2020 could be the warmest year ever measured in Norway, meteorologists believe

Queen parkPhoto: Heiko Junge / NTB

The average temperature so far this year is one of the highest ever measured in Norway.

In the first eleven months of the year, Norway’s average temperature was 2.2 degrees above normal for the period. 

The normal temperature is calculated as the average over the thirty years from 1961 to 1990.

At the moment, 2014 holds the record for the warmest year. In that year, the average temperature for Norway was 2.2 degrees above normal. 

2011 has been the second warmest year with 1.8 degrees above normal. 

The national measurements date back to 1900.

“We still have to wait until December is over before we know which year will be the warmest.

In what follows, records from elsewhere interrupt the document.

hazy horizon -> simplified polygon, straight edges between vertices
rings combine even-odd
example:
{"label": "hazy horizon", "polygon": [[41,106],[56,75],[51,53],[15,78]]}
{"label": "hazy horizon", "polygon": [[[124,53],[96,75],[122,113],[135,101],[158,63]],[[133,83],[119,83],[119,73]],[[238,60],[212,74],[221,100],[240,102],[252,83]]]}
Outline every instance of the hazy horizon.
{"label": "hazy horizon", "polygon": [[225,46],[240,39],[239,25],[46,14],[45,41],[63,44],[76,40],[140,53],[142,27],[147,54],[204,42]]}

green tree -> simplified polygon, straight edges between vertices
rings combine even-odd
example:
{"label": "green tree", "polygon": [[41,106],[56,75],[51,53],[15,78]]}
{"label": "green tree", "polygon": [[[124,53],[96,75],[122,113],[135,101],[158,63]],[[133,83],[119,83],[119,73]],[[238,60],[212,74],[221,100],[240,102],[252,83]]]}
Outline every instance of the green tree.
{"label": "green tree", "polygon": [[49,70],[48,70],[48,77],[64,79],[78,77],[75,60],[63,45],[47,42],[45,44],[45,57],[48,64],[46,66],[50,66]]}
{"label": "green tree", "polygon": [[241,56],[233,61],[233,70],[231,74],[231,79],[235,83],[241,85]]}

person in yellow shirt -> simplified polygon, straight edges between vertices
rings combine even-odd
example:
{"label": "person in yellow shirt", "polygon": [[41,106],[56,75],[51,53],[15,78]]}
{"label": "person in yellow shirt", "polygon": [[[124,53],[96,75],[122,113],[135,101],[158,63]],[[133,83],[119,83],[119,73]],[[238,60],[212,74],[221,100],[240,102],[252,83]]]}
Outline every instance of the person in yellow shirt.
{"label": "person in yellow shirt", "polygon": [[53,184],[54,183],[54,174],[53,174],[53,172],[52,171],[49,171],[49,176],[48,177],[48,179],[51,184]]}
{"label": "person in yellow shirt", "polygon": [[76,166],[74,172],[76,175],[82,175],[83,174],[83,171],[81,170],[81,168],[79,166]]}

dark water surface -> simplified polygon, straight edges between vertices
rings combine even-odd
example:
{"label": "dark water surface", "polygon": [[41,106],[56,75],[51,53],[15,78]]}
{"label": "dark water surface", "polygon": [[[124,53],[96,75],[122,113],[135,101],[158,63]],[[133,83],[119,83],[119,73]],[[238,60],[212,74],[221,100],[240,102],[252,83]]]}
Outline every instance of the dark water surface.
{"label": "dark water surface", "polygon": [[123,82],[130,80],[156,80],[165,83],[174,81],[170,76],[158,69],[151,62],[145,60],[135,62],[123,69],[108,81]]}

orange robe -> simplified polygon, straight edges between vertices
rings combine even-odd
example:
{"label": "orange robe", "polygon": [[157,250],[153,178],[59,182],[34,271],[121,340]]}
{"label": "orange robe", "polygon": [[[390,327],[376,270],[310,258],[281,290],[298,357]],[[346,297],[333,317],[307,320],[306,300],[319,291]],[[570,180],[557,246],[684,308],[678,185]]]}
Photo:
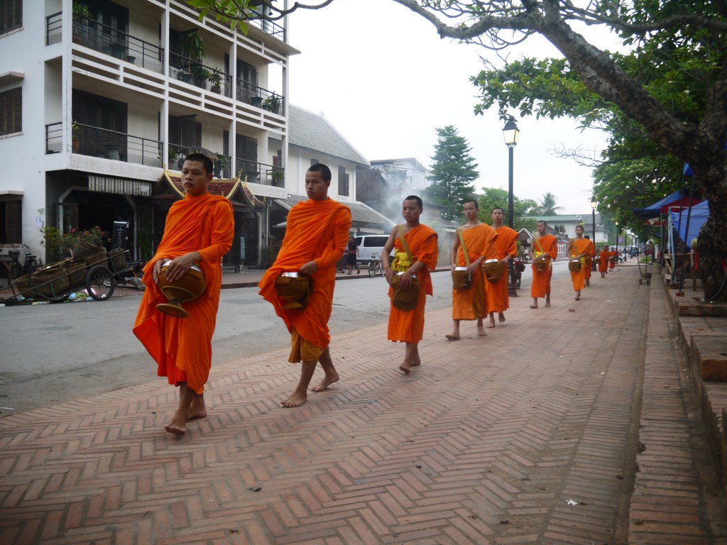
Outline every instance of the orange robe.
{"label": "orange robe", "polygon": [[[434,270],[437,265],[438,249],[437,248],[437,233],[427,225],[419,224],[411,231],[404,234],[406,244],[411,252],[414,261],[424,262],[425,267],[417,271],[417,276],[421,286],[417,307],[413,310],[398,310],[390,304],[389,310],[389,328],[387,338],[396,342],[419,342],[424,336],[424,306],[427,296],[432,295],[432,277],[430,270]],[[398,235],[394,241],[394,251],[404,251],[403,245]],[[389,297],[394,294],[389,288]]]}
{"label": "orange robe", "polygon": [[608,250],[601,250],[598,254],[598,272],[603,273],[608,270],[608,258],[611,252]]}
{"label": "orange robe", "polygon": [[[518,255],[518,232],[514,229],[503,225],[495,230],[497,238],[495,240],[495,248],[497,250],[497,259],[502,261],[508,254],[515,257]],[[511,258],[512,259],[512,258]],[[507,294],[508,280],[507,272],[497,282],[485,281],[485,291],[487,292],[487,312],[502,312],[510,308],[510,297]]]}
{"label": "orange robe", "polygon": [[547,259],[547,268],[542,272],[536,270],[534,263],[531,265],[533,270],[533,283],[530,286],[530,296],[545,297],[550,293],[550,278],[553,276],[553,263],[551,260],[558,257],[558,239],[553,235],[546,235],[545,236],[533,238],[533,254],[536,257],[538,257],[541,255],[542,252],[536,241],[540,243],[540,246],[542,246],[542,251],[550,256],[550,259]]}
{"label": "orange robe", "polygon": [[590,248],[588,249],[588,255],[586,257],[586,280],[590,280],[591,268],[593,267],[593,258],[595,257],[595,244],[593,241],[590,242]]}
{"label": "orange robe", "polygon": [[[331,342],[328,320],[333,308],[336,262],[343,255],[350,227],[351,211],[344,204],[331,198],[298,203],[288,213],[278,257],[257,285],[260,294],[273,304],[288,331],[294,328],[300,336],[321,350]],[[276,279],[283,272],[297,272],[313,260],[318,270],[312,275],[313,291],[308,306],[284,309],[285,302],[276,291]]]}
{"label": "orange robe", "polygon": [[[224,197],[206,193],[188,195],[169,208],[164,234],[156,254],[147,263],[143,282],[146,285],[134,334],[157,363],[157,374],[170,384],[180,382],[198,394],[204,391],[212,365],[212,334],[220,305],[222,256],[230,251],[235,234],[232,205]],[[189,318],[179,318],[156,310],[166,297],[152,278],[154,263],[174,259],[190,251],[199,251],[200,268],[204,273],[204,293],[184,303]]]}
{"label": "orange robe", "polygon": [[[569,259],[572,259],[576,256],[581,254],[588,254],[593,244],[587,238],[574,238],[571,241],[571,255]],[[586,286],[586,263],[588,259],[587,257],[580,259],[581,268],[577,272],[571,271],[571,282],[573,283],[573,291],[580,291]]]}
{"label": "orange robe", "polygon": [[[497,257],[495,248],[497,232],[486,223],[463,230],[462,236],[465,239],[470,263],[478,259],[480,256],[485,259]],[[457,267],[467,267],[462,244],[457,249],[457,261],[454,262]],[[485,272],[480,266],[472,277],[469,288],[452,290],[452,320],[476,320],[484,317],[487,313],[486,283],[489,283],[485,279]]]}

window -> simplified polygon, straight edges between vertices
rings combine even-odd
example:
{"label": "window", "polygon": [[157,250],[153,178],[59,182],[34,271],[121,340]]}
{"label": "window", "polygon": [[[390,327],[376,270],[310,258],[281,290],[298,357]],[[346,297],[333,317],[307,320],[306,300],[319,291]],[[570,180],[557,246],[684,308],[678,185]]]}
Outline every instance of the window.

But we can already say that 2020 will be one of the warmest years we have measured,” climate researcher Reidun Gangstø Skaland at the Meteorological Institute noted.

Didn’t feel that way

Although 2020 is set to be the warmest or second warmest year in Norway, it may not have felt so hot for many Norwegians.

“Most people have a holiday in July, and it was cold in July this year. The same was the case with May. But it is the persistent mild weather in the autumn and winter that makes us likely to have a record hot year this year,” state meteorologist Rafael Escobar Løvdahl at the Meteorological Institute added.

2020 is also set to be one of the warmest years on record globally. 

Reidun Gangstø Skaland emphasizes that the fact that a single year is extra hot is not necessarily due to climate change.

“But climate change means that the trend is constantly rising and that the probability increases that we will experience record warm years,” she noted.